Upon even closer inspection, Jess discovered…oh no. Oh no! Oh no no no no no no no! Really? NO. Yes. YES. There were, in fact, BITE MARKS on this tomato.


This tomato was not simply over-ripe, it had been EATEN.

AAAAAAAAAAAAARGH. (That was how Jess felt.) Jess told her friend Sarah to come look, in case she was seeing things. Sarah confirmed that they were bite marks. Sarah and Jess looked around for critters. They found nothing, but, noticing some poop on the floor, Sarah made the side comment: “Crazy lizards and their black-and-white poo!”

Jess REJOICED!!! to know that a) someone else was pretty sure that lizards poop and b) someone else’s lizards also poop in black and white. Here is a picture of said bi-color poop, in case you yourself ever find it necessary to identify the defecation of a Ugandan lizard:

(I mean, really, you never know. One year ago, did Jess think she would be a Ugandan lizard poop expert? HECK NO.)

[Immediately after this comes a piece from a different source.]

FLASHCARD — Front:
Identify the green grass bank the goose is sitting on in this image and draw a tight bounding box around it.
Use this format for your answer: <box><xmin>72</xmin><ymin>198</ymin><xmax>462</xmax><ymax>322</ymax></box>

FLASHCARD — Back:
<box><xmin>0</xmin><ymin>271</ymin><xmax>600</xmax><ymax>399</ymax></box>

Jess concluded that her original lizard poop hypothesis was correct. She also concluded that a lizard had munched on her tomato; her counter was near a window, and lizards loved to hang out by her windows to catch the bugs. The curtain even hung down to the counter, enabling easy lizard access. Jess thought, “Oh well, it was just a one-time thing. Only a tomato.”

Sarah went home to work, Jess also did some work. At the end of the day, Jess came home. She was hungry. She went to check out her food situation. She pulled back the cloth from the cloth-covered tray, and what did she find?

Another tomato. EATEN. Jess recognized that this was clearly her own fault for leaving her tomatoes in the same exact place, but she was still highly annoyed. Jess ate tomatoes every week, and kept them in the same place every week. Her tomatoes had never been eaten before, and now twice in one day???

Here is a picture of one of Jess’s many lizards (this one is a baby). He is thinking, "I may look cute and harmless, but watch out! I will gobble your tomatoes and make no apologies."


And here is a picture of Jess and her second (eaten) tomato. Jess was thinking, “Are you inconsiderate, malevolent lizards TRYING to get on my nerves??? Do you think that this is a joke? That I just buy tomatoes for the fun of it? Do you think this is FUNNY?”



Then Jess realized that, well, maybe this was a little funny. She smiled:



Jess also developed a new hypothesis: Ugandan lizards have teeth. That’s pretty darn funny right there.

Jess has now decided to keep her perishable food inside a pot, with a lid. Jess is saddened by the fact that she can no longer think of her lizards as cute, friendly, helpful bug-eaters, for now she knows that a cloth-covered tray poses no threat to these blood-thirsty, black-and-white-pooping, ferocious tomato-scarfers!


WITH TEETH!!!

4 Comments:

At 20 March, 2007, Anonymous Anonymous said...

Nakivumbi,

Just think of all the meals out you will enjoy in the future as the guest of family and friends yearning to hear your wonderful Uganda stories. So those leapin' lizards may cost you a tomato or two now, but they've given you priceless and hilarious tales to regale us with when you return. (Now, doesn't that make you feel so much better ;-)

 
At 02 April, 2007, Anonymous Anonymous said...

All righty then! Wow, lizard poop. Did not know that it had a specific look, but then really never gave it a thought until now!!! What were they eating before you bought them tomatos? Also, I did not know that lizards had teeth. Not quite the harmless, cuddly creatures they want you to believe they are.

 
At 04 April, 2007, Anonymous Anonymous said...

Hey, past Uganda PVC here. Stumbled on your blog while looking forinfo for an antro class. How very familiar it all is. I haven't read very far but I'm oh so enjoying your tales.
Strange to think that no one who I knew there is still there (PCV wise obviously). Would love to pick your brain over the whole night walkers situation and what's actually happening now.

Oh, and my advice - IRON everything, even your underwear! Really, it did happen to me.

 
At 18 February, 2009, Anonymous Anonymous said...

wow. i need to go to bed, but can't stop reading.